Le boom discret du nettoyage énergétique 

Face à une époque saturée de technologie et d’ultra-consommation, un vent d’ésotérisme souffle sur l’immobilier. De plus en plus de propriétaires « purifient » leurs intérieurs et traquent les « mauvaises ondes » à coups de rituels ésotériques.

Selon le Financial Times, le marché mondial de la « guérison du corps, de l’esprit et de l’énergie » a atteint 78,5 milliards de dollars en 2023, avec une croissance annuelle estimée à 26 %. 

Violette Serrat, directrice artistique chez Guerlain, fait partie des adeptes convaincus. Pour « alléger » l’atmosphère de sa ferme du Connecticut laissée à l’abandon, elle a fait appel à Amaryllis Fraser, ex-mannequin devenue « nettoyeuse d’énergie » très courtisée. Surnommée la posh psychic par la presse britannique, elle compte parmi ses clients des célébrités, des aristocrates et des financiers londoniens. « L’énergie négative persiste, elle se sent », affirme-t-elle. Elle se définit comme une « femme de ménage de standing ». La duchesse de Rutland, propriétaire du château de Belvoir, a, elle aussi, sollicité ses services pour « dompter l’épaisseur historique des lieux ».

Ces pratiques ne se limitent pas aux vieilles bâtisses : certains font appel aux « house healers » avant même la construction. Le géobiologue Richard Craightmore, par exemple, plante de longues aiguilles de bois dans le sol pour y équilibrer les « méridiens terrestres ». L’engouement est tel que certains professionnels de l’immobilier changent de voie. Adrian Incledon-Webber, ex-agent dans le Surrey, est devenu « guérisseur de maisons » après avoir observé que « certaines demeures semblaient maudites ». Selon Harry Gladwin, conseiller immobilier dans les Cotswolds, « ce qui se murmurait autrefois à voix basse devient aujourd’hui un secret de polichinelle, notamment chez les jeunes acheteurs de biens anciens ».

« Un besoin d’âme dans un monde sans repères »

Parmi les méthodes les plus populaires figure le « sage smudging » ou fumigation de sauge. Héritée de traditions indigènes, cette pratique, remise au goût du jour par les tendances WitchTok et witchcraft, soulève néanmoins des débats quant à la surexploitation du Palo Santo et la marchandisation de rites ancestraux.

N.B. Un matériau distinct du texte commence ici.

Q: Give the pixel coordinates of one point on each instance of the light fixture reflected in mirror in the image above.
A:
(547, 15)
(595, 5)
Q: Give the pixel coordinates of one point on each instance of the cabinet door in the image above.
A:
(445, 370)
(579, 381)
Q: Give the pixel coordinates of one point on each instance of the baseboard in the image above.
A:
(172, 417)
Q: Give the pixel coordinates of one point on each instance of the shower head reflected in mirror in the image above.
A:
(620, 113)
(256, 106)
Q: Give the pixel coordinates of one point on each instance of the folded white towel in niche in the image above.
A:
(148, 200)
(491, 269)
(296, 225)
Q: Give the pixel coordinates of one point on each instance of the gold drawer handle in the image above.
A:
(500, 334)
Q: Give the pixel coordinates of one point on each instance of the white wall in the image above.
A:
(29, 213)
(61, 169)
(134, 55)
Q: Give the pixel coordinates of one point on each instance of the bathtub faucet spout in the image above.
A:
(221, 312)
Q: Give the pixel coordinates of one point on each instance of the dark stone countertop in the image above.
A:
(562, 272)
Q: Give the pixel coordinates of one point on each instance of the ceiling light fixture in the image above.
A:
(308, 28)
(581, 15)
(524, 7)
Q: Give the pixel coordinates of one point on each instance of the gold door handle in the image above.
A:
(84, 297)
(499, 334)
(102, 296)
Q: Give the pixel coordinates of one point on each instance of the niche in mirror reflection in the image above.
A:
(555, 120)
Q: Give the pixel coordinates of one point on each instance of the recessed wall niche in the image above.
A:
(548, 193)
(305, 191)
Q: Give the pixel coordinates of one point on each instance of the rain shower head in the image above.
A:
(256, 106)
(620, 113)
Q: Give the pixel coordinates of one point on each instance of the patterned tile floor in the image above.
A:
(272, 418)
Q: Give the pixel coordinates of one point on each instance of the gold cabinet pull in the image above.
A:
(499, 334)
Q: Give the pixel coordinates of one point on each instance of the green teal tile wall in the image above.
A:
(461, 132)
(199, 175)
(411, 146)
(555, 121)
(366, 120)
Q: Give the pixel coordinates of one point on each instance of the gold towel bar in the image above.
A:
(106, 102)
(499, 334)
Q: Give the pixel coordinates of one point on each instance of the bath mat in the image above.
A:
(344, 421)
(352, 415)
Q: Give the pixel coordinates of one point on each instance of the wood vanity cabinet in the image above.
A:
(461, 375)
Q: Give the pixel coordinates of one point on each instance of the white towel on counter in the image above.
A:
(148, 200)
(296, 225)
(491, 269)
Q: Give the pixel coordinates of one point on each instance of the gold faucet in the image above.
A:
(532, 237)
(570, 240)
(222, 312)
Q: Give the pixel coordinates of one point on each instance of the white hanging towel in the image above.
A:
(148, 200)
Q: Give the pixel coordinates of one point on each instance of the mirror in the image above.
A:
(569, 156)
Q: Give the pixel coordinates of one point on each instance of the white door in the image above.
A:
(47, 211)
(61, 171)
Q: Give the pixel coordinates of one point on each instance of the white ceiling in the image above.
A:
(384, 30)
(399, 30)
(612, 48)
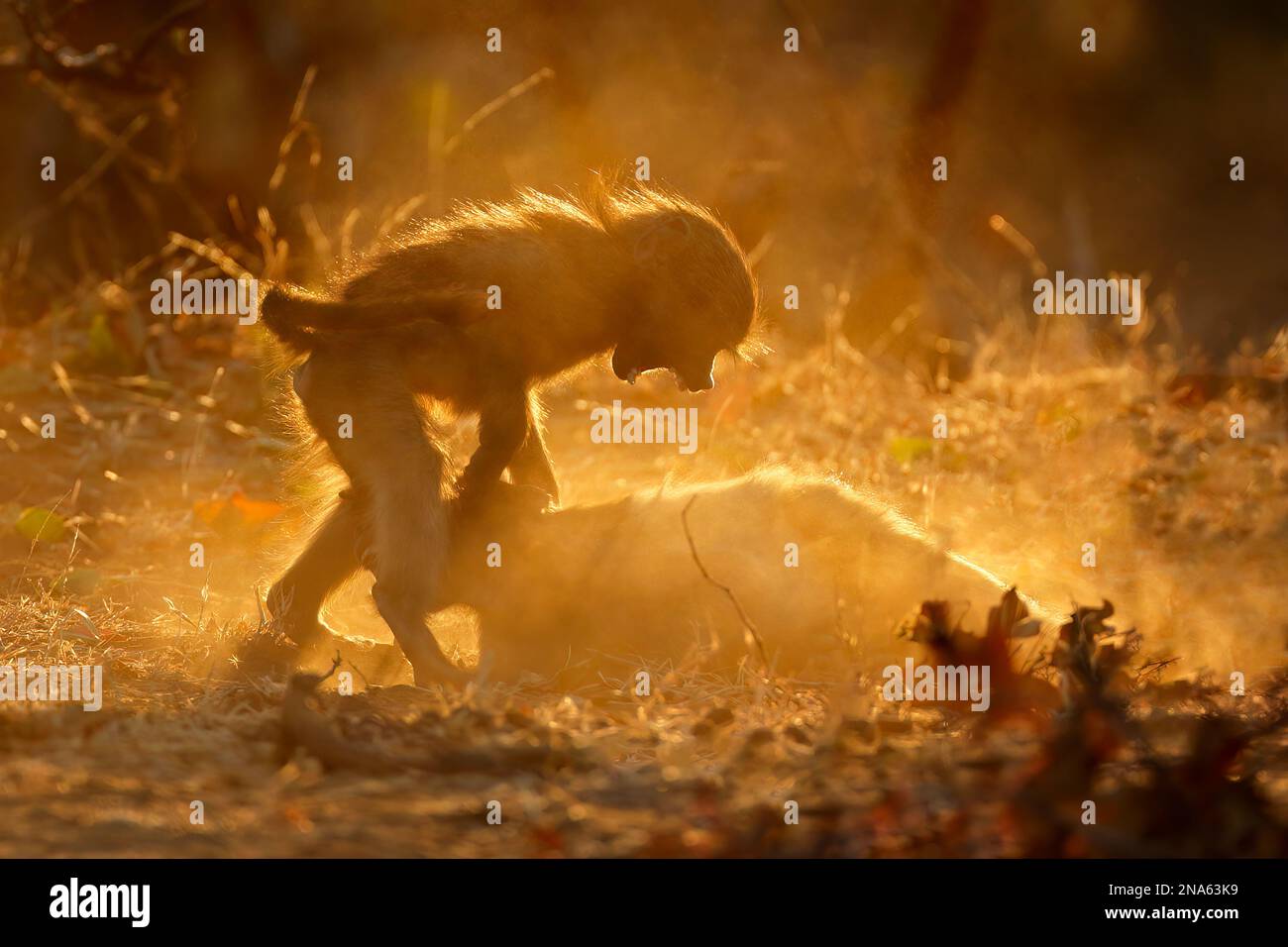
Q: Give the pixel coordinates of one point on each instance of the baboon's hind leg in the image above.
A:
(330, 558)
(393, 460)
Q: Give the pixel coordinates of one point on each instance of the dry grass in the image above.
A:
(198, 701)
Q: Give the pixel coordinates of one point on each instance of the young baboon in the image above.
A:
(476, 311)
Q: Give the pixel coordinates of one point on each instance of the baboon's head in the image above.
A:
(694, 295)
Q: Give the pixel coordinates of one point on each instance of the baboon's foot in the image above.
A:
(428, 663)
(296, 621)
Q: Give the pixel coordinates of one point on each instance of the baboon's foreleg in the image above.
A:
(502, 428)
(393, 460)
(531, 466)
(326, 564)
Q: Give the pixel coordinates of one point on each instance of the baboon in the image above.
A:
(625, 582)
(476, 311)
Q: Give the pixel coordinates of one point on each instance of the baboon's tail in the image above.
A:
(301, 321)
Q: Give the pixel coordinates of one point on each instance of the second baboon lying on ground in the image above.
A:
(583, 589)
(476, 312)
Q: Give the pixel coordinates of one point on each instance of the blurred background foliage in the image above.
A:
(1112, 161)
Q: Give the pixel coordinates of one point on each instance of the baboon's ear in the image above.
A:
(661, 237)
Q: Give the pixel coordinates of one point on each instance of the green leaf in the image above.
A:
(909, 449)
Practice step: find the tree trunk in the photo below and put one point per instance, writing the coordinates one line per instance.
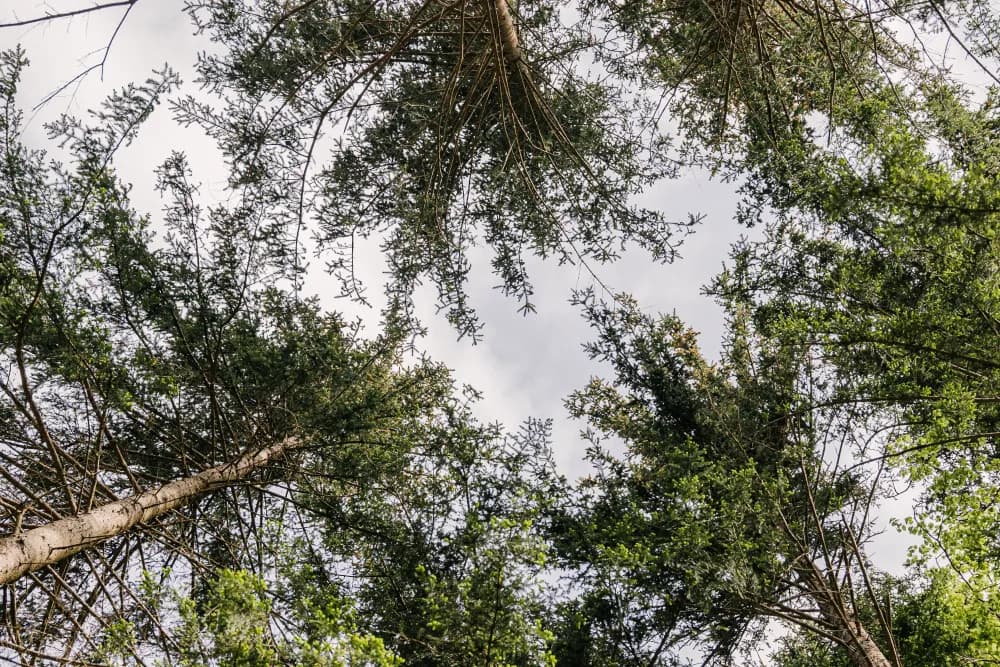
(862, 650)
(52, 542)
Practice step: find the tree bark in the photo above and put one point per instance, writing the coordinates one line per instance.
(862, 650)
(48, 544)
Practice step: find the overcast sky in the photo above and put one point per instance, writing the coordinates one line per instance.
(525, 366)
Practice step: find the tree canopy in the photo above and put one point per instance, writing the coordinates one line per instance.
(200, 466)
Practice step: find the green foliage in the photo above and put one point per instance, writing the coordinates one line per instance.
(942, 621)
(449, 141)
(233, 624)
(708, 522)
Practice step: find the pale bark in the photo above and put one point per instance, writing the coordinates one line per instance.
(48, 544)
(862, 650)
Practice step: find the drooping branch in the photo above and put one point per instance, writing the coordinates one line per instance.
(55, 541)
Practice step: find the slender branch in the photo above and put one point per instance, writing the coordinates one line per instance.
(70, 14)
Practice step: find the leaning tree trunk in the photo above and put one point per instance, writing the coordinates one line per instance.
(48, 544)
(862, 650)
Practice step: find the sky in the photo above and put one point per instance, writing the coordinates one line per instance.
(526, 365)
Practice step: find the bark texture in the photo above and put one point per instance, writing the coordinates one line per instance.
(51, 543)
(861, 648)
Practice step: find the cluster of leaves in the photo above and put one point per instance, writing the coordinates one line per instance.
(860, 339)
(444, 130)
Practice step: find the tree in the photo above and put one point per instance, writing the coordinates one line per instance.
(945, 621)
(433, 125)
(730, 506)
(881, 258)
(169, 408)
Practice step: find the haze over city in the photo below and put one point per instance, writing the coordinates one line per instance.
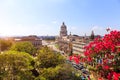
(44, 17)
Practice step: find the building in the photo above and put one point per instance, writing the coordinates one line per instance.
(36, 41)
(71, 44)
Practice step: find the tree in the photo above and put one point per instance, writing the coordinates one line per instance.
(24, 47)
(104, 54)
(51, 66)
(5, 44)
(15, 66)
(92, 36)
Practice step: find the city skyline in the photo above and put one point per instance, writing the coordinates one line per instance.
(45, 17)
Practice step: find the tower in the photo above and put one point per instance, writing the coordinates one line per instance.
(63, 30)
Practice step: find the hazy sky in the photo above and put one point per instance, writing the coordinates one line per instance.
(44, 17)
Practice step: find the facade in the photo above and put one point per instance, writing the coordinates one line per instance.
(36, 41)
(71, 44)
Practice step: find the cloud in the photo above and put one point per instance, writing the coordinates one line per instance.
(99, 30)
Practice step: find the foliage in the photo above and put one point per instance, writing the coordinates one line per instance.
(5, 44)
(24, 47)
(15, 66)
(52, 66)
(104, 53)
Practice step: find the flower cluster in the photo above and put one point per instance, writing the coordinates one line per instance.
(104, 51)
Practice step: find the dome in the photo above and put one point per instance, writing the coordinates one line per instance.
(63, 25)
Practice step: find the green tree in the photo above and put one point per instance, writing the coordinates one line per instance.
(24, 47)
(5, 44)
(15, 66)
(52, 66)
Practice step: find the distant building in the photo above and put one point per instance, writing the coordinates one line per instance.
(71, 44)
(36, 41)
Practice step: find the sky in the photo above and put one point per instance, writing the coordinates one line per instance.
(44, 17)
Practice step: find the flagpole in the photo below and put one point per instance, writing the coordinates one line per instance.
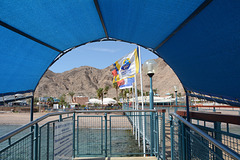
(136, 107)
(133, 107)
(143, 120)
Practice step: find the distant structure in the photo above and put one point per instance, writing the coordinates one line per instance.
(80, 100)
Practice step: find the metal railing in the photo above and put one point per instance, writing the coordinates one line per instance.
(92, 135)
(190, 142)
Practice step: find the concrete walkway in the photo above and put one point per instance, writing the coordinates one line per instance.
(117, 158)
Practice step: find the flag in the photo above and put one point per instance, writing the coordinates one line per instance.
(128, 65)
(128, 83)
(115, 76)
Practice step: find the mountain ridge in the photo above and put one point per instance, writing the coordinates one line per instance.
(85, 80)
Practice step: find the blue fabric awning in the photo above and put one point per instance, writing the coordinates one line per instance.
(199, 39)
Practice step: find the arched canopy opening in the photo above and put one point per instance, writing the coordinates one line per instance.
(198, 39)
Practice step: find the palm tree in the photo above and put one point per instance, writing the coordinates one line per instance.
(71, 94)
(138, 92)
(100, 94)
(106, 90)
(155, 91)
(147, 93)
(50, 101)
(62, 100)
(115, 85)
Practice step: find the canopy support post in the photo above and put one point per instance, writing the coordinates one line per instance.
(31, 109)
(187, 106)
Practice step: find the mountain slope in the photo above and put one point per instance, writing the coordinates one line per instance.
(85, 80)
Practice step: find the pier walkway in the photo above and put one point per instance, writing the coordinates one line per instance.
(117, 158)
(124, 134)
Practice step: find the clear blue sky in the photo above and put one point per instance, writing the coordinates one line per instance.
(99, 55)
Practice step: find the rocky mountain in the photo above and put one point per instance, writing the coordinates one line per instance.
(85, 80)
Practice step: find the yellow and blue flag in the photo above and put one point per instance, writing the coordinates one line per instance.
(127, 66)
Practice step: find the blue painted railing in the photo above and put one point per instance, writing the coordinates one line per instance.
(189, 141)
(97, 134)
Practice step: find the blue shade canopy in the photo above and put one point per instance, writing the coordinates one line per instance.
(199, 39)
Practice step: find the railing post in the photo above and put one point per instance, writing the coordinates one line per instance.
(172, 137)
(105, 116)
(74, 117)
(218, 136)
(48, 141)
(36, 142)
(163, 134)
(183, 142)
(60, 118)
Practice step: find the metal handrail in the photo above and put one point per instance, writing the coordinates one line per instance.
(20, 129)
(222, 147)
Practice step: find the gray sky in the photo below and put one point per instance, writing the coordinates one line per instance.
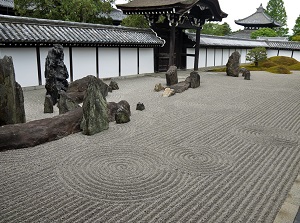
(239, 9)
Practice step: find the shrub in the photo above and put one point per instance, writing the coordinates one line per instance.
(279, 70)
(281, 60)
(268, 64)
(295, 66)
(256, 55)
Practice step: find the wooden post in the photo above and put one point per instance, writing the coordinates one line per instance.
(172, 45)
(197, 49)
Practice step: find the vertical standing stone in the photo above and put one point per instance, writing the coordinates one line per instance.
(95, 115)
(233, 64)
(56, 73)
(171, 76)
(11, 95)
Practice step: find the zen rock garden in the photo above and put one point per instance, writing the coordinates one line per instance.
(82, 105)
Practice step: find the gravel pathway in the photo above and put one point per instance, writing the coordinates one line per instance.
(228, 151)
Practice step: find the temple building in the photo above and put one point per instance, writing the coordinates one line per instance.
(259, 19)
(169, 19)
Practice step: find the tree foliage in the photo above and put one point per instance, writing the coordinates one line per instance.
(216, 29)
(296, 29)
(268, 32)
(92, 11)
(276, 10)
(138, 21)
(256, 55)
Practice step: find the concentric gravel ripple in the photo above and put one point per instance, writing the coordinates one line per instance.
(200, 160)
(122, 176)
(268, 135)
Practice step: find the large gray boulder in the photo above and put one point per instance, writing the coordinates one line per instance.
(171, 76)
(233, 64)
(95, 116)
(11, 95)
(40, 131)
(56, 73)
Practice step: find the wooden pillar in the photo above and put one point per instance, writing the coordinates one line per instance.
(172, 45)
(197, 49)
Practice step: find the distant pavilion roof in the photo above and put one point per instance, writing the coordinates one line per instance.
(258, 19)
(23, 31)
(210, 8)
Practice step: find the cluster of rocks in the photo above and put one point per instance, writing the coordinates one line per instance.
(192, 81)
(233, 66)
(92, 117)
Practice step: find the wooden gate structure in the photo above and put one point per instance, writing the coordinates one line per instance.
(169, 18)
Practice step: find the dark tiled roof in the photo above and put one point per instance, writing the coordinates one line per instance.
(211, 7)
(221, 41)
(258, 19)
(29, 30)
(7, 3)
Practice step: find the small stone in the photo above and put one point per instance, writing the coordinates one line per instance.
(122, 116)
(114, 85)
(159, 87)
(168, 92)
(140, 106)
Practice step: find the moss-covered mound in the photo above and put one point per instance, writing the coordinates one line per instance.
(279, 70)
(295, 66)
(282, 60)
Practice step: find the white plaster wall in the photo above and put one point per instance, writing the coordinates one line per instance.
(189, 59)
(25, 65)
(43, 56)
(296, 55)
(202, 57)
(225, 56)
(272, 53)
(108, 62)
(218, 59)
(231, 51)
(286, 53)
(146, 60)
(129, 61)
(243, 53)
(84, 62)
(210, 57)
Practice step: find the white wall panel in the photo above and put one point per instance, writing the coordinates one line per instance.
(202, 57)
(272, 53)
(84, 62)
(296, 55)
(129, 61)
(25, 65)
(286, 53)
(225, 56)
(189, 59)
(218, 60)
(243, 56)
(210, 57)
(43, 56)
(108, 62)
(146, 60)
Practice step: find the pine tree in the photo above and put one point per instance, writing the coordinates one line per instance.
(276, 10)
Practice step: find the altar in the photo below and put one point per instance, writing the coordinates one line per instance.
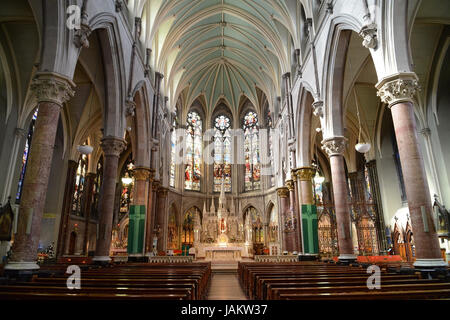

Pour la neuroscientifique Tara Swart, il s’agit d’un phénomène miroir à celui du XIXe siècle, quand l’industrialisation avait éveillé un vif intérêt pour l’occulte. « Les gens se sentent déconnectés, perdus. Ils cherchent des réponses ». La psychologue Vanessa Ruspoli, elle, y voit une forme d’auto-narration réconfortante : « Si vous croyez que le rituel guérit, il vous apaise ». Finalement, entre les archives notariales et les baguettes de sourcier, la quête resterait la même : comprendre l’âme de sa maison. À l’heure où l’intelligence artificielle redessine nos intérieurs et où la déco s’emballe en mode jetable, ces pratiques ésotériques « souffleraient un besoin d’ancrage, de réconcilier passé et futur, mémoire et énergie ».